When you become a single parent everything changes, literally everything. How you eat, how you clean, the bathroom becomes an oasis of peace, until you realize Oliver can army crawl now and you see his adorable little face scooting through the door frame. You must rely solely on yourself. At first it’s petrifying, relying on no one but yourself. Through the late night crying and sick days, there is no one to turn to. There are no breaks, only quick opportunities to shove food in your face or take a relaxing 90 second shower while he cries at the bottom of the tub pulling on the shower curtain because he cant see you.
At first you sit on the floor crying, holding your chest because you can literally feel your heart tearing apart. But then you have to get up, because your son needs you. Little things cause those massive tears that leave you clutching for your chest. When he learns something new and there is no one to turn and look at to celebrate with, or when he is up all night crying and you are exhausted, those are the moments when you feel the most alone. But then something happens. You remember that the heart is a muscle and each one of those tears wasn’t you breaking, but building a stronger, thicker heart.
The once petrifying idea of relying on yourself becomes your strength.
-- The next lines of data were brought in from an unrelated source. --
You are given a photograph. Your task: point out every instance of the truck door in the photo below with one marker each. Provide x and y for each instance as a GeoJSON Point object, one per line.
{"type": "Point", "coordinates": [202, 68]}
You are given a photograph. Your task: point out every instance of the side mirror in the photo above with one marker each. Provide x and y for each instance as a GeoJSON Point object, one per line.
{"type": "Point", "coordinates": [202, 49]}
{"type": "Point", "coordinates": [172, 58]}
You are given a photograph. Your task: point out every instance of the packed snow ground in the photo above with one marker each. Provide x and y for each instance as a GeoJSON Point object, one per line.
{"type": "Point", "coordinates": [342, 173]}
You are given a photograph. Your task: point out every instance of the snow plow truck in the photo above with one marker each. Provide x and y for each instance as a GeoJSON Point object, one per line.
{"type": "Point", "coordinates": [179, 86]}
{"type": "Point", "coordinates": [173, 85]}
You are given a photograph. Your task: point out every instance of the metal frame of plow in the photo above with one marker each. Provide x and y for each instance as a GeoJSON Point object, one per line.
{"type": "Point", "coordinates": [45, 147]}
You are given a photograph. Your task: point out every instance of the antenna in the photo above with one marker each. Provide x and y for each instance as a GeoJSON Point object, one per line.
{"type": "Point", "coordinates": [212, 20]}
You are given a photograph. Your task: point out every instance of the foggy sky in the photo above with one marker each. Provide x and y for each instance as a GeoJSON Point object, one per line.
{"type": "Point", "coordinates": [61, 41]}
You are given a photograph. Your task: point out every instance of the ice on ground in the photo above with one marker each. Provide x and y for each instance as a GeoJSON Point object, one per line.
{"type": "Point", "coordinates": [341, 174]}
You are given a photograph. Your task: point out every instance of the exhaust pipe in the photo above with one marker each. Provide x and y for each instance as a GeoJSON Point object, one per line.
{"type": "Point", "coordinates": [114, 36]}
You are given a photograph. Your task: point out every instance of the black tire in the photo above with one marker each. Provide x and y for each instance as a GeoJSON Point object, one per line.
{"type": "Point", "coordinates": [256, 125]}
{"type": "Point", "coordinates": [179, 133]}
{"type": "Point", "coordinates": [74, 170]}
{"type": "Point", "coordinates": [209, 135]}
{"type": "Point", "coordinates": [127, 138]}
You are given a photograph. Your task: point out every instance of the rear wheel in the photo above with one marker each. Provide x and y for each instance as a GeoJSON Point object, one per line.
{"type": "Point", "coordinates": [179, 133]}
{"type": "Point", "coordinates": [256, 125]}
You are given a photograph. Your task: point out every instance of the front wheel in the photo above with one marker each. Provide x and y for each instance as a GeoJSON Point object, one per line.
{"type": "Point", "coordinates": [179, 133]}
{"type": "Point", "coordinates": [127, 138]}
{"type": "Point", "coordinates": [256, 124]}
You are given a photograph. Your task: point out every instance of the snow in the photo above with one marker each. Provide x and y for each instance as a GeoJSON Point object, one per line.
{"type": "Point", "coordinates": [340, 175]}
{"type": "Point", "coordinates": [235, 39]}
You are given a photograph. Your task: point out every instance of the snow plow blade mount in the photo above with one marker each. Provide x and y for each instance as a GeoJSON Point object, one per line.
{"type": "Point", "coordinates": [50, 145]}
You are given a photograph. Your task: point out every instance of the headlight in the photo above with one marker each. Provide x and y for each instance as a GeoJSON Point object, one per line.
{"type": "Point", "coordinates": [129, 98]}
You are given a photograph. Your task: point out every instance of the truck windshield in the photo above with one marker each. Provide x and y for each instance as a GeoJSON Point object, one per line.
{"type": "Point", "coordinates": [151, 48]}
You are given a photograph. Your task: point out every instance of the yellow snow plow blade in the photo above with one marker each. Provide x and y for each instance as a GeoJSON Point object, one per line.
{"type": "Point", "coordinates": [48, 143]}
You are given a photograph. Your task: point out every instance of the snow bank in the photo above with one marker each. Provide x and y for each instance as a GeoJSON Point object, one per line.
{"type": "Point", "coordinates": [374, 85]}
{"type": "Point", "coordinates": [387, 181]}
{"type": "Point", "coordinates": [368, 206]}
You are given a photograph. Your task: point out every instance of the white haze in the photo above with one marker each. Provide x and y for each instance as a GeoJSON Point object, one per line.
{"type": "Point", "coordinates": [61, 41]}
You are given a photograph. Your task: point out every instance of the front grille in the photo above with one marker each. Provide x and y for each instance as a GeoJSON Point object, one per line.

The knowledge that you can and will survive builds inside you like warm embers knowing that you can make it on your own. My son is happy; he has been and always will be my number one priority. I am still broken, but the large gaping wholes I could once feel eating at me like endless voids are now but cracks within me.
I am on my own now in this journey, my sons advocate more than ever before. My neon signs burns bright more frequently now, but I embrace what is to come. This is my path now. My Oliver is my future. And just like my son, I will heal and grow and succeed in my own time.